# Maven dependency Problem ?



## Hein_nieH (12. Jul 2021)

Hallo Fans der Bits und Bytes,

ich stehe vor einem Problem, das ich nicht lösen kann,
Ich habe ine Programm geschrieben was PDF Dateien erzeugen soll.
Hierzu nutze ich die Apache-Bibliothek fop.2.6 (zip) heruntergeladen.

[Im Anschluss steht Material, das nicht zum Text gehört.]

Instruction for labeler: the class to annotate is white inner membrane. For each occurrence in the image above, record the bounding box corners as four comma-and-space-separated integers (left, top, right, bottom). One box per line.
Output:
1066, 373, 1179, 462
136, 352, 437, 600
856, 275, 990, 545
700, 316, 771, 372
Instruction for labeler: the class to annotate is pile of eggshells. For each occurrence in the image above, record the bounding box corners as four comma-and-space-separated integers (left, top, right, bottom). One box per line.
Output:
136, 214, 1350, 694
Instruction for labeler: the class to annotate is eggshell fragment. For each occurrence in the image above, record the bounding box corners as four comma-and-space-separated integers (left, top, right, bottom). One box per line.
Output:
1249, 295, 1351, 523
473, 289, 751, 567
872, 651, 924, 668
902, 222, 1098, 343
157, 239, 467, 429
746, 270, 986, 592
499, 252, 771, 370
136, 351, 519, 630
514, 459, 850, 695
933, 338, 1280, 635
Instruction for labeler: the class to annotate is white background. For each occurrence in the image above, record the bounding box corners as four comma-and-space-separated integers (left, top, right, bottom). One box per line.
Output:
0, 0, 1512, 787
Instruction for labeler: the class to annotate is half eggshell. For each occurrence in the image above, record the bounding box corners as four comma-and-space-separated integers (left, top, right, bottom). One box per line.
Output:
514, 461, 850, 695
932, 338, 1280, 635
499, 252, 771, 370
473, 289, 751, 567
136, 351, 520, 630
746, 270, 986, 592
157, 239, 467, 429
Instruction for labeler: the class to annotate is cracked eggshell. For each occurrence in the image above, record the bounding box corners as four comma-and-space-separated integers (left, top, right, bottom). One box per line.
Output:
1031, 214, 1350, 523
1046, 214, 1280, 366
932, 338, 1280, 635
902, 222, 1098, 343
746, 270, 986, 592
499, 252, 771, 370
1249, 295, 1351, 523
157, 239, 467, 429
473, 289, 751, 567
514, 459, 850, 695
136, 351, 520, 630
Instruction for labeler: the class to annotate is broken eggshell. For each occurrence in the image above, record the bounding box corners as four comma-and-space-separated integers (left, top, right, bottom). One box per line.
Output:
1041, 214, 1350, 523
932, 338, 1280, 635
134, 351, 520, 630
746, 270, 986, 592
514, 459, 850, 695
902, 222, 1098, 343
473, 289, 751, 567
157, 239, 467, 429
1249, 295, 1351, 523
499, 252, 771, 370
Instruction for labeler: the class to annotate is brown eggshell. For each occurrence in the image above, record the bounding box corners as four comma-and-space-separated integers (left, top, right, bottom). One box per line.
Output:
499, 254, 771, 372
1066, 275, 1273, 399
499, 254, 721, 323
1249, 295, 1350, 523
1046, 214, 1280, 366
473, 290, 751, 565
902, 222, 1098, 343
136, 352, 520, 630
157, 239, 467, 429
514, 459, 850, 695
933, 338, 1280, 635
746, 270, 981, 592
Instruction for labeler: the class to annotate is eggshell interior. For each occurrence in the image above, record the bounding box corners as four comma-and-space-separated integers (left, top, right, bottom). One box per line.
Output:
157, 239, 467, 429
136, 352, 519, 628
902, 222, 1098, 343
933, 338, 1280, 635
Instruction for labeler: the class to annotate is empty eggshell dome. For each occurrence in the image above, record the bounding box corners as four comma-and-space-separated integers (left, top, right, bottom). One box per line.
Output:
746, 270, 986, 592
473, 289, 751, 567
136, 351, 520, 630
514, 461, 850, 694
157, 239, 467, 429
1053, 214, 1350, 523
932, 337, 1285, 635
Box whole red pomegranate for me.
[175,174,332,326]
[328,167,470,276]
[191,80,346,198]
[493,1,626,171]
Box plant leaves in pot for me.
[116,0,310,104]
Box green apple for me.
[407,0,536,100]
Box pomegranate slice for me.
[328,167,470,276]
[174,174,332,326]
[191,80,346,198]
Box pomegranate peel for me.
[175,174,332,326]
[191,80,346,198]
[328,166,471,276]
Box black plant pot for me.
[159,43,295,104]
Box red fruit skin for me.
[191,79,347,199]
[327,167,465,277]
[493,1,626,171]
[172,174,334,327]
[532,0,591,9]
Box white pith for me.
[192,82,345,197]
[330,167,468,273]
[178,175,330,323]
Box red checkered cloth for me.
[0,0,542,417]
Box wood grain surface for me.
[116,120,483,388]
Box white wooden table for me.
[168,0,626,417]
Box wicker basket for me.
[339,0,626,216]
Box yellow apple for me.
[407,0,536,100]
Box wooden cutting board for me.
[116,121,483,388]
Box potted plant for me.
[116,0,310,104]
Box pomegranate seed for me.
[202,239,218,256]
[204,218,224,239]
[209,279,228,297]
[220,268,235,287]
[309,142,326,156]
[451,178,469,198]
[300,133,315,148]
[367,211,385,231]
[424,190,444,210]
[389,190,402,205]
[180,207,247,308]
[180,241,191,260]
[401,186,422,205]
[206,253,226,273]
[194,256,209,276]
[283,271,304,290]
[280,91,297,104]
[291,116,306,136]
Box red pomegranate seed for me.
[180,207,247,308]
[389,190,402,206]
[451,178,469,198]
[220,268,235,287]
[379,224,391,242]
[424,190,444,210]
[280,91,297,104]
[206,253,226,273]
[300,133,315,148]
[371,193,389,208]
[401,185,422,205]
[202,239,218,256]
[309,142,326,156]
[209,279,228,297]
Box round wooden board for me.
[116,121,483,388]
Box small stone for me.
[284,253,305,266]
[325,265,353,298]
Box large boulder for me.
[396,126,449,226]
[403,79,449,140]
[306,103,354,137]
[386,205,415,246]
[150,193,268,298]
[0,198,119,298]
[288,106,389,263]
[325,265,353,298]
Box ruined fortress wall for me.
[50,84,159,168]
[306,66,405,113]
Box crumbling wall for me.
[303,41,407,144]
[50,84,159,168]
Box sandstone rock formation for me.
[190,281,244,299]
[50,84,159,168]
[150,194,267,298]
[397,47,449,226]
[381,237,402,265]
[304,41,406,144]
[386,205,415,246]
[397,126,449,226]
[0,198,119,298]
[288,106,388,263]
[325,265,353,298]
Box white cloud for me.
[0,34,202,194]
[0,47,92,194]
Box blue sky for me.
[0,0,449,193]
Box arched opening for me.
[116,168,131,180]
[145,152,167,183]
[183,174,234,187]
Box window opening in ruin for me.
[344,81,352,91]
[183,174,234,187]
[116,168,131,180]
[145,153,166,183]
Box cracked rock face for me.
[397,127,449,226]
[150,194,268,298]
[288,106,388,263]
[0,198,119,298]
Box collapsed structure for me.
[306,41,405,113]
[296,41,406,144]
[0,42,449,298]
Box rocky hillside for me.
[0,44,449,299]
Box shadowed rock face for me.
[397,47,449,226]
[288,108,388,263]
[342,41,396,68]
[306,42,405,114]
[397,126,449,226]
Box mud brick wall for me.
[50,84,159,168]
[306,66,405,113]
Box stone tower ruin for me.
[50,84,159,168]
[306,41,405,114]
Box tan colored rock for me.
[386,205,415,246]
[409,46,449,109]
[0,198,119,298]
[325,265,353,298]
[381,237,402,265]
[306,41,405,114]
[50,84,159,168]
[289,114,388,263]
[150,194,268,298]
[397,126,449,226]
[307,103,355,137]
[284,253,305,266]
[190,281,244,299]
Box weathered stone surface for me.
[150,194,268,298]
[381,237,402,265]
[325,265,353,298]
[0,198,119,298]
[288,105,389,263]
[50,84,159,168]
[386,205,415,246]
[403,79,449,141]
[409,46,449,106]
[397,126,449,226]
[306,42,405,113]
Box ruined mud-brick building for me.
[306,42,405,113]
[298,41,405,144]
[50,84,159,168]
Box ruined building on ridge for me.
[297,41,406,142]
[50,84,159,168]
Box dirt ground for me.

Erzeuge ich die Application in Eclipse als Run As Java Application funktioniert alles wie es soll.
Baue ich das Projekt über Maven, so wird die Applikation erstellt (Gui funktioniert) , jedoch wird keine PDF erstellt.

Ursache sind dieser Code

        // create an instance of fop factory
        FopFactory fopFactory = FopFactory.newInstance(    new File(".").toURI());

Hier noch die eingebundenen Klassen
        import org.apache.fop.apps.FOPException;
        import org.apache.fop.apps.FOUserAgent;
        import org.apache.fop.apps.Fop;
        import org.apache.fop.apps.FopFactory;
        import org.apache.fop.apps.MimeConstants;

Meine Vermutung ist, dass über in Maven Dependency andere Versionen (hier wohl org.apache.fop) in das Repository eingebunden werden als in  fop 2.6. vorhanden sind.
Meine Frage: Wie kann ich die Versionen der in fop 2.6. enthaltenen jar-Dateien feststellen insbesondere fuer fop?
Hier die in meinem Programm genutzen Bibliotheken aus fop2.6
batik-all-1.14.jar
commons-io-1.3.1.jar
commons-logging-1.0.4.jar
fop.jar (im Unterverzeichnis build enthalten)
xmlgraphics-commons-2.6.jar

Die fop-Bibliothek habe ich in Maven wie folgt eingebunden:

        <dependency>
            <groupId>org.apache.xmlgraphics</groupId>
            <artifactId>fop</artifactId>
            <version>2.6</version>
        </dependency>

Kenn mir jemand weiterhelfen?

Gruss Hein_nieH


----------



## mihe7 (12. Jul 2021)

Mit dem Maven dependency-Plugin kannst Du Dir die notwendigen Abhängigkeiten in ein Verzeichnis (Standard: target/dependencies) kopieren lassen.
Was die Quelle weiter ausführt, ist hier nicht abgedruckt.